The Treasury of Science Fiction Classics
- Dust-jacket from the first edition
- Editor: Harold Kuebler
- Cover artist: Richard Powers
- Language: English
- Genre: Science fiction
- Publisher: Hanover House
- Publication date: 1954
- Publication place: United States
- Media type: Print (hardback)
- Pages: 694
- OCLC: 2581070

= The Treasury of Science Fiction Classics =

The Treasury of Science Fiction Classics is an anthology of science fiction stories, edited by Harold E. Kuebler, published in hardcover by Hanover House in 1954 with dust jacket art by Richard Powers. A Science Fiction Book Club edition followed later that year, but the volume has not otherwise been reprinted.

==Contents==
- "Introduction", Harold W. Kuebler
- "The Conversation of Eiros and Charmion", Edgar Allan Poe (Burton’s Gentlemen’s Magazine 1839)
- "The Star", H. G. Wells (The Graphic Christmas 1897)
- When Worlds Collide (excerpt), Edwin Balmer & Philip Wylie (1932)
- "The Maracot Deep", Arthur Conan Doyle (The Saturday Evening Post 1927)
- "Round the Moon", Jules Verne (Journal des Debats Politiques et Litteraires 1869)
- "The Last Terrestrials" Olaf Stapledon (Last and First Men 1930)
- "The Machine Stops", E. M. Forster (Oxford and Cambridge Review 1909)
- "R.U.R.", Karel Capek (pl, 1921
- Brave New World (excerpt), Aldous Huxley (1932)
- Invasion from Mars, Howard Koch (1938)
- "Edison’s Conquest of Mars" (abridged), Garrett P. Serviss (New York Evening Journal 1898)
- "The Martians", Olaf Stapledon (Last and First Men 1930)
- The Time Machine (abridged), H. G. Wells (The New Review 1895)
- "The Curious Case of Benjamin Button" (abridged), F. Scott Fitzgerald (Collier's 1922)
- "The Rat", S. Fowler Wright (Weird Tales 1929)
- "The Damned Thing", Ambrose Bierce (Tales from New York Town Topics 1893)
- "Mr. Strenberry’s Tale", J. B. Priestley (The London Magazine 1930)

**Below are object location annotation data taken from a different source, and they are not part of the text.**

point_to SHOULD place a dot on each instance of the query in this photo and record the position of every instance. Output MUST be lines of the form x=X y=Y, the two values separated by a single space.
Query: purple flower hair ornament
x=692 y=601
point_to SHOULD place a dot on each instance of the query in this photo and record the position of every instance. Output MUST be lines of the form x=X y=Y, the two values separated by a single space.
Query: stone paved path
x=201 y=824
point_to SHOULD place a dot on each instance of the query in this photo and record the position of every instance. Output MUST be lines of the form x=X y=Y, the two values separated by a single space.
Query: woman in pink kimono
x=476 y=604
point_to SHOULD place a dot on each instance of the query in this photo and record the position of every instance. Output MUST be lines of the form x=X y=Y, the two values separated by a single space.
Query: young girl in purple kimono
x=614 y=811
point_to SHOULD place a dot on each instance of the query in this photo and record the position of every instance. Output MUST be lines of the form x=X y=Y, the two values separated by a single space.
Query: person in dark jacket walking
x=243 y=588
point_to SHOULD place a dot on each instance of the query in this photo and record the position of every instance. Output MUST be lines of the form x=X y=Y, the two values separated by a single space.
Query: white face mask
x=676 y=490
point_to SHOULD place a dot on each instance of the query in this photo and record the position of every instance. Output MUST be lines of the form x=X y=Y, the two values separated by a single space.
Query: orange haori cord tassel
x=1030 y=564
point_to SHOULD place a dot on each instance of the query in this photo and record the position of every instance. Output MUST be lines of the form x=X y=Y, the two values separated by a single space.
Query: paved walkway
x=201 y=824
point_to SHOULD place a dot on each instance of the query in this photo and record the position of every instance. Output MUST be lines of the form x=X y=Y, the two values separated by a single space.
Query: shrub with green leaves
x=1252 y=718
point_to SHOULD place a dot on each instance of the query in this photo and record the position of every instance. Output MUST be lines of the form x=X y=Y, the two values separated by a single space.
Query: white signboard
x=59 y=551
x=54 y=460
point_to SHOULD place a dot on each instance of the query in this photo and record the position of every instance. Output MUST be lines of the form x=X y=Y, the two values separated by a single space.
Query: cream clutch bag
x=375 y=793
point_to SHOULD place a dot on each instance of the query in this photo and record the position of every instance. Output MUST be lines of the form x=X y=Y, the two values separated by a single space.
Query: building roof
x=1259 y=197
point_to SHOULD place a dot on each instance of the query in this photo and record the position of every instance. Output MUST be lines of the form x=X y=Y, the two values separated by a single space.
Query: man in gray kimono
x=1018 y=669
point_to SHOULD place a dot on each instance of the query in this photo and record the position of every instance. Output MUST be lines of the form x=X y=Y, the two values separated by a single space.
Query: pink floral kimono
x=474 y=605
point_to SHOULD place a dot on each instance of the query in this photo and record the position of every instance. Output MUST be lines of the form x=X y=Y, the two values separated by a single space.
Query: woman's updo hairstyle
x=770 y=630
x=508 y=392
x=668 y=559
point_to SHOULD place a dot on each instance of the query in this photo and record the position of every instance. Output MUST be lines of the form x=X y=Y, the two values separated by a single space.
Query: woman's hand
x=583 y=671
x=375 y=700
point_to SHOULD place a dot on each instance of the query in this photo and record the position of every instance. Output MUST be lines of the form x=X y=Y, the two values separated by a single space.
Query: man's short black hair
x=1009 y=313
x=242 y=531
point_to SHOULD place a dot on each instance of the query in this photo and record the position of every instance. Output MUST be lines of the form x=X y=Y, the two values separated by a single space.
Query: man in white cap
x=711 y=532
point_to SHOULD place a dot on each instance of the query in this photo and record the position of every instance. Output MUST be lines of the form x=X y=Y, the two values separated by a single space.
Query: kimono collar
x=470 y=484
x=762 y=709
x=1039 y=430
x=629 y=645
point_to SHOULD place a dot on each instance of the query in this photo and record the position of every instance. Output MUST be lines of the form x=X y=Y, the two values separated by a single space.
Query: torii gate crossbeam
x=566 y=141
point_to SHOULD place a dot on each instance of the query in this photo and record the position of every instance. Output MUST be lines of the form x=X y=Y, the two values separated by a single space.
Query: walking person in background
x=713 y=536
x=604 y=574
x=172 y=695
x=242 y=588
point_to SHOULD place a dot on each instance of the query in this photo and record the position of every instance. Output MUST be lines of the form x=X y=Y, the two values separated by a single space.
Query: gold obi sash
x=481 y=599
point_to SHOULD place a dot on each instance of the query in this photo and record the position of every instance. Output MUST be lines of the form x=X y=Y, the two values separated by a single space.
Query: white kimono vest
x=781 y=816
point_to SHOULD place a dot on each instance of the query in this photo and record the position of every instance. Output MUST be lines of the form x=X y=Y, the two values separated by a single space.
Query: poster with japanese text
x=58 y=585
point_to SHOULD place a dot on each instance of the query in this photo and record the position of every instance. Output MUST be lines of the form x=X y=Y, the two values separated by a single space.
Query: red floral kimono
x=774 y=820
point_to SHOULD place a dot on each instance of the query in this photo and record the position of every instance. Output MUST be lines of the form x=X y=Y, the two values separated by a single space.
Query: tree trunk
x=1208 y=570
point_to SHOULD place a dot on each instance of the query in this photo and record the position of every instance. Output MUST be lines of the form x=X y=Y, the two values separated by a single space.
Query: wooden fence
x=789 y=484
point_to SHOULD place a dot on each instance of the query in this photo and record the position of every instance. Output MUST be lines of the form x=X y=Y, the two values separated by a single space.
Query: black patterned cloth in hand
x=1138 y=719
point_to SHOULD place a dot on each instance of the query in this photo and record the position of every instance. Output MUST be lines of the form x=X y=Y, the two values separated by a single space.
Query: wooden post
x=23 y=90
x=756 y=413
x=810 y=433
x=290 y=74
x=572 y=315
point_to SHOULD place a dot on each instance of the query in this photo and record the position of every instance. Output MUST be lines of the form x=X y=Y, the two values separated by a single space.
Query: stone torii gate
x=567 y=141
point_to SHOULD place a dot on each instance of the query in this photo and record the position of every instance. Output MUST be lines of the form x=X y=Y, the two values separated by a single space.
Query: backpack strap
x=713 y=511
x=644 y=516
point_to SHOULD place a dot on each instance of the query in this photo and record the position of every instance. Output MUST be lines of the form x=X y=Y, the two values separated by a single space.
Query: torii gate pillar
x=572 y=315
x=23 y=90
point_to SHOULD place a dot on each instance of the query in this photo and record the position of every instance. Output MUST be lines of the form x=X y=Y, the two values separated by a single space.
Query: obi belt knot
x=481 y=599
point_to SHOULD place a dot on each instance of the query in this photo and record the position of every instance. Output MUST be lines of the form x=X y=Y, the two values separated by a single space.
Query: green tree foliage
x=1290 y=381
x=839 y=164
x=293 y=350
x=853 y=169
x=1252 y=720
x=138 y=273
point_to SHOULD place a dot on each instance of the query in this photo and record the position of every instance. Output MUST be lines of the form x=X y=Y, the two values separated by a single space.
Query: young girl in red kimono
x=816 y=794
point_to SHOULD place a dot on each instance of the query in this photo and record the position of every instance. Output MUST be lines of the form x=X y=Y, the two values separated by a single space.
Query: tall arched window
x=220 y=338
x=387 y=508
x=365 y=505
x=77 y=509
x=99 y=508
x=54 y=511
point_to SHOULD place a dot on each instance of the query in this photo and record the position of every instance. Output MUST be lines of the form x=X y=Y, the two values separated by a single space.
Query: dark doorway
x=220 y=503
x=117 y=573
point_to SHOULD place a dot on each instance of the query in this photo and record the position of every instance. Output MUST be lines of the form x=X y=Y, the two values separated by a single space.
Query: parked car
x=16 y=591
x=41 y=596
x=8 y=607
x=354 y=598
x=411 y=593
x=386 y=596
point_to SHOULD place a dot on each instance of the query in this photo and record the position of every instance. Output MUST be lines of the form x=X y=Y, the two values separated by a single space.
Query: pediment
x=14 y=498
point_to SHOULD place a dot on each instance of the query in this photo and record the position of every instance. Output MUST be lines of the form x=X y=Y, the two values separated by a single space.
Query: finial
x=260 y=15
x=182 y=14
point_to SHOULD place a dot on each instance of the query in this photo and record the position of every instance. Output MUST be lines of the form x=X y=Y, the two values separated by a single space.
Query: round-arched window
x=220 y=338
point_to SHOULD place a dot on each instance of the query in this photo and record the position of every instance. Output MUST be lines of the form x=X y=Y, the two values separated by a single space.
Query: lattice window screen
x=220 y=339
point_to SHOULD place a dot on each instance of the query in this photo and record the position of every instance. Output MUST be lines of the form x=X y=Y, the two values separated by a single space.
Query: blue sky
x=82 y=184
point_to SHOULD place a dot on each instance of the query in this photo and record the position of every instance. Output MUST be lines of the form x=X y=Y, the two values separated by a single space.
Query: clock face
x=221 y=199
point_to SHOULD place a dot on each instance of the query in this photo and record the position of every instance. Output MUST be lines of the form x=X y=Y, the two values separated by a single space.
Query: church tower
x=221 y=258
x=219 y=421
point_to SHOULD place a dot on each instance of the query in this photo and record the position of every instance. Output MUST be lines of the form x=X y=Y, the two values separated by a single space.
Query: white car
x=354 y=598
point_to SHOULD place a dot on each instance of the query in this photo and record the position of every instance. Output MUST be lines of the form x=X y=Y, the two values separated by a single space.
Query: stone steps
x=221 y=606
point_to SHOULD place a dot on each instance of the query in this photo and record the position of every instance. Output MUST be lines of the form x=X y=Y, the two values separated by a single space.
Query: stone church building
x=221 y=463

"Mr. Strenberry's Tale" was originally published under the title "Doomsday".

==Reception==
J. Francis McComas, writing in The New York Times, panned the anthology as "the most routine of scissors-and-paste jobs, done without any editorial skill whatsoever." P. Schuyler Miller similarly declared "I don't, for the life of me, know who this anthology is for", faulting its editor's selection of "overly familiar," sometimes "archaic" stories.